Es ahí donde encuentra un “nicho de mercado” el “hombre moderno”. Se propone la renovación utilizando las capacidades propias del conocimiento humano, su origen y validez, una cuestión previa e imprescindible para poder avanzar en cualquier terreno, incluyendo el ético y el político. Esta modernidad establece que lo primero que tenemos que esclarecer es el criterio de verdad, para poder elaborar un método fiable de conocimiento que nos dirija inexorablemente a la certeza absoluta. Claro que el racionalismo asentará una filosofía continental diferente al empirismo inglés, aunque esto es otro asunto.

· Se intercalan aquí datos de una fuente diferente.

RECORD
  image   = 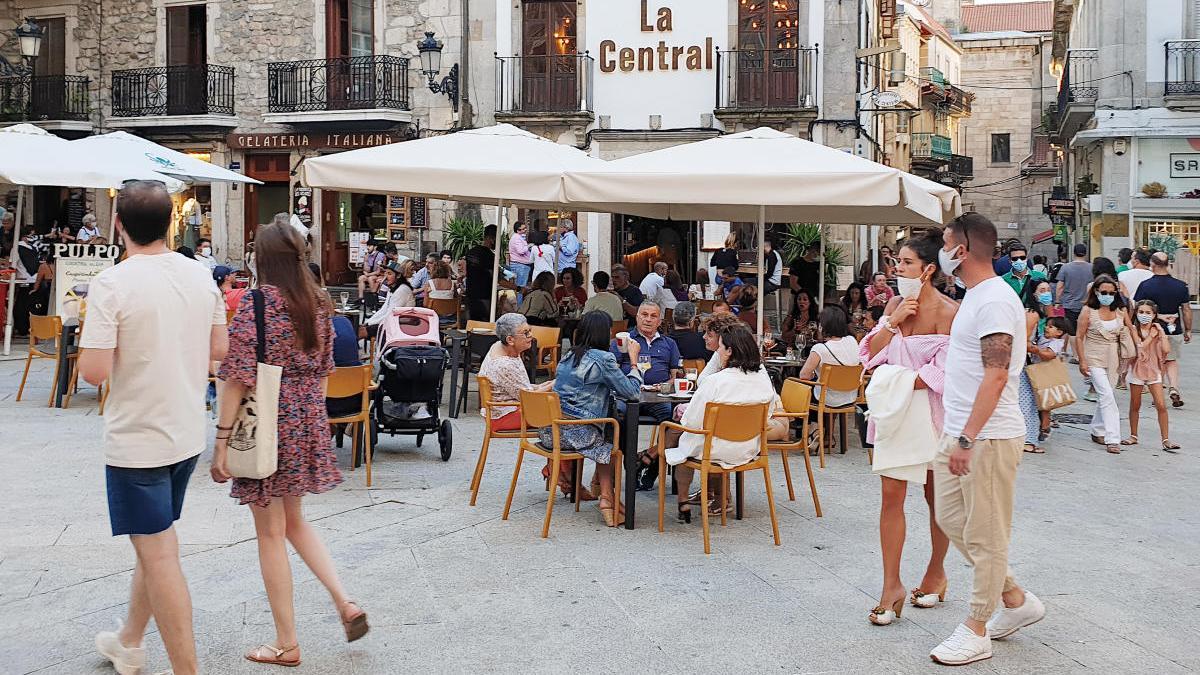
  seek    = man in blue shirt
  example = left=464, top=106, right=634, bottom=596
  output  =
left=558, top=219, right=580, bottom=271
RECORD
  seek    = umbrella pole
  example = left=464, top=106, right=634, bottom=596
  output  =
left=491, top=199, right=504, bottom=323
left=754, top=204, right=767, bottom=338
left=4, top=187, right=25, bottom=357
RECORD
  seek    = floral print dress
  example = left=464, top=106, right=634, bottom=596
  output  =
left=220, top=286, right=342, bottom=507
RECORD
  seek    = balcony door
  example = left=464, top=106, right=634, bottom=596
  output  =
left=165, top=5, right=209, bottom=115
left=324, top=0, right=376, bottom=110
left=521, top=0, right=580, bottom=112
left=737, top=0, right=804, bottom=108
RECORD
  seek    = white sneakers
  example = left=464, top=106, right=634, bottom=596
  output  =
left=96, top=628, right=146, bottom=675
left=929, top=623, right=991, bottom=665
left=988, top=591, right=1046, bottom=640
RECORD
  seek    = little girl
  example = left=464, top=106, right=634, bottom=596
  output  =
left=1121, top=300, right=1180, bottom=453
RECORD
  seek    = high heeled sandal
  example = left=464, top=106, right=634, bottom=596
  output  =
left=908, top=581, right=947, bottom=609
left=246, top=645, right=300, bottom=668
left=342, top=601, right=371, bottom=643
left=866, top=597, right=905, bottom=626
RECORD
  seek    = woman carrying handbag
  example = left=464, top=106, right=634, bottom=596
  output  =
left=211, top=223, right=368, bottom=665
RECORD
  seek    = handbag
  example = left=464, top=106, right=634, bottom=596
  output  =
left=1025, top=359, right=1076, bottom=411
left=228, top=289, right=283, bottom=479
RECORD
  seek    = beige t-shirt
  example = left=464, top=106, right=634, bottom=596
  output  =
left=79, top=252, right=226, bottom=468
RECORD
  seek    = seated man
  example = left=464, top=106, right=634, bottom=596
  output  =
left=667, top=301, right=713, bottom=362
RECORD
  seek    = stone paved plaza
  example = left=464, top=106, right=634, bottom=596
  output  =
left=0, top=346, right=1200, bottom=675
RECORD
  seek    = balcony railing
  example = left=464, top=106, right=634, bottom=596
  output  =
left=1165, top=40, right=1200, bottom=96
left=496, top=53, right=595, bottom=113
left=1058, top=49, right=1100, bottom=113
left=113, top=64, right=233, bottom=118
left=0, top=74, right=91, bottom=123
left=716, top=47, right=817, bottom=110
left=266, top=55, right=409, bottom=113
left=911, top=133, right=952, bottom=162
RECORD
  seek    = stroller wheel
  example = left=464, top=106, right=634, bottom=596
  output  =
left=438, top=419, right=454, bottom=461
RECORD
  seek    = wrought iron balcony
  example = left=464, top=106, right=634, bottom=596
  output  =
left=496, top=53, right=595, bottom=114
left=1164, top=40, right=1200, bottom=96
left=716, top=47, right=817, bottom=110
left=266, top=54, right=410, bottom=113
left=910, top=133, right=952, bottom=162
left=113, top=64, right=234, bottom=118
left=0, top=74, right=91, bottom=123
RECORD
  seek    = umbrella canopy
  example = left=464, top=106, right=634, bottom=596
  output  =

Ser moderno era, y es, creer en la experiencia sensible y la razón analítica como medios para llegar a conocerlo todo. Es más, consiste en considerar que así el ser humano puede llegar a controlar la naturaleza y la historia. Una ambición que hoy delataría al más loco de los tiranos, pero que en aquel contexto histórico era casi una necesidad de liberación. El ser humano, una vez que se libera de las autoridades divinas y monárquicas, sueña con el dominio del mecanismo natural e histórico, que le llevará a la mayor de las perfecciones soñadas. Comienza la era de las utopías.

La actitud moderna continúa y se replica. A veces adopta formas camaleónicas persiguiendo el control social y prometiendo futuros felices a base de sobreactuaciones políticas. Si necesita un enemigo, se crea. El contexto mediático es el caldo de cultivo.